Offline topological mapping [TerraSentia robot, Habitat, PyTorch]

Mentors: Girish Chowdhary and Unnat Jain

At the start of graduate school I got interested in topological mapping. I ended up implementing the work of Meng et al. on the TerraSentia robot . The topological map built from this work (right) is shown in contrast to the metric map built using RTAB-Map (left) of the lab I work in.

One can then use this topological map as well as a few trained models in order to navigate the robot to a goal image. This GIF is sped up by 2X.
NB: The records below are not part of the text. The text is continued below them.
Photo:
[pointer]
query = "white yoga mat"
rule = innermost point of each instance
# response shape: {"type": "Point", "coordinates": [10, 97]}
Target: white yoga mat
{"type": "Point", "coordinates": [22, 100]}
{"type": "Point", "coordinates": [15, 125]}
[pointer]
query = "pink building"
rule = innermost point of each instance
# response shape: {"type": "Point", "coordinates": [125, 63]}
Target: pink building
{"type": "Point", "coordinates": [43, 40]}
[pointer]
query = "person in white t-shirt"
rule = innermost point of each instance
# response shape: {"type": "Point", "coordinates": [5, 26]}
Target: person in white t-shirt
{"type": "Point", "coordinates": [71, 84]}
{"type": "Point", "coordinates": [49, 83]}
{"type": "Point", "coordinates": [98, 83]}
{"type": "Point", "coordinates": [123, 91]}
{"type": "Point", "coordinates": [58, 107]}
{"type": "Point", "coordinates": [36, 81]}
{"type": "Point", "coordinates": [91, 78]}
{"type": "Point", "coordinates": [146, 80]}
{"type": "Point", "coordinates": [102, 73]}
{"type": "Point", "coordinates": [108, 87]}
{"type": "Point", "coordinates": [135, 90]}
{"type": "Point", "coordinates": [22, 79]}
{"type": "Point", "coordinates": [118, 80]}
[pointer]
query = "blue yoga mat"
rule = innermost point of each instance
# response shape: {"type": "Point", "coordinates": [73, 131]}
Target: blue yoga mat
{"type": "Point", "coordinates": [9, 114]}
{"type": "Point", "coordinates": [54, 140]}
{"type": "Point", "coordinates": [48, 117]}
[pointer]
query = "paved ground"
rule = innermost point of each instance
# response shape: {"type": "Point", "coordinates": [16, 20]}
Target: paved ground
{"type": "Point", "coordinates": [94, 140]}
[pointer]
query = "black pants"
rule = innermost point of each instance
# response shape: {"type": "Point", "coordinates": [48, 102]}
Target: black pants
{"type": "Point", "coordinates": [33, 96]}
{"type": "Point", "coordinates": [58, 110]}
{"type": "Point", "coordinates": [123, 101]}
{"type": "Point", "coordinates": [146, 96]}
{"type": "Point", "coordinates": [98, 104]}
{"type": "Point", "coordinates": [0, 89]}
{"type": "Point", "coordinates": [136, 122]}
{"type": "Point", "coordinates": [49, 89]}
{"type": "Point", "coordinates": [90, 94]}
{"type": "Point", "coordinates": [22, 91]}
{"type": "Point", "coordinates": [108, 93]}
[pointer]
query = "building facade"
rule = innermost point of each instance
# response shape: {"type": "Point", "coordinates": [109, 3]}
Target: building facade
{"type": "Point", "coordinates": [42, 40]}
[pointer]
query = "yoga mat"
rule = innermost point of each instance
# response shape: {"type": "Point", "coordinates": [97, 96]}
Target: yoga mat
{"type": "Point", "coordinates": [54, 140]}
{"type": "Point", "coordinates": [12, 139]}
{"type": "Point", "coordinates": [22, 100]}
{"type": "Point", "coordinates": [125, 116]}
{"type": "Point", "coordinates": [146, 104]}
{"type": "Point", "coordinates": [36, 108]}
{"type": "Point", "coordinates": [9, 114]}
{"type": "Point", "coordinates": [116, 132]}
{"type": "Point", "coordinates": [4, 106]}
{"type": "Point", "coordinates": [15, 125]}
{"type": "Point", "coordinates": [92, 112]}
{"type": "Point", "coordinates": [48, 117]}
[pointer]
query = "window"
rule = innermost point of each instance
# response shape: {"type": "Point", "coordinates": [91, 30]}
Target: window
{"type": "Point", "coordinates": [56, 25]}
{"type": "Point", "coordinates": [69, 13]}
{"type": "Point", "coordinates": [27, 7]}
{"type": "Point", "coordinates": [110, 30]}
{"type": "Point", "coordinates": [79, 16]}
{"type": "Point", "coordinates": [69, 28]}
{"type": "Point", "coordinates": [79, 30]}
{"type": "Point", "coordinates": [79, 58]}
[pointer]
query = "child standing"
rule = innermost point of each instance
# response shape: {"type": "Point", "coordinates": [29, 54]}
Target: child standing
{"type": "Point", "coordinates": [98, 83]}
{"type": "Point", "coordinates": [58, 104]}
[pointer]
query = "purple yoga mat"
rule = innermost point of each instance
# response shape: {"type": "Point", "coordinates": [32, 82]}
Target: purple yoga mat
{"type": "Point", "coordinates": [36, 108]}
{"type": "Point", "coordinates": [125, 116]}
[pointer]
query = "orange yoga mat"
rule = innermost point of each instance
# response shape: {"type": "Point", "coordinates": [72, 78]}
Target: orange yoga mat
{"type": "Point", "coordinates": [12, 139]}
One point of failure in the topological map creation was in the edges that span across the map.

This would mean that two parts of the graph that are actually far apart are represented as being close in the topological map, causing the robot to fail to navigate to the goal. Emmons et al. would coin this phenomenon as a wormhole.

When I applied Meng’s method to the Gibson dataset inside of Habitat, the creation of wormholes in the topological map was still prevalent. In the following figure are image pairs connected in the topological map that were predicted to be similar, but were actually 5-20 meters apart.

One way that I seeked to eliminate wormholes was to incorporate pose estimates from ORB-SLAM2.

Using Meng’s method, on average 7.29% of edges in the Gibson maps were wormholes. After incorporating pose I was able to reduce that to get an average of 0.19% of edges being wormholes. When using the respective maps on a down stream image-goal navigation task I found pruning the wormholes improved navigation success from 15.3% to 28.1%.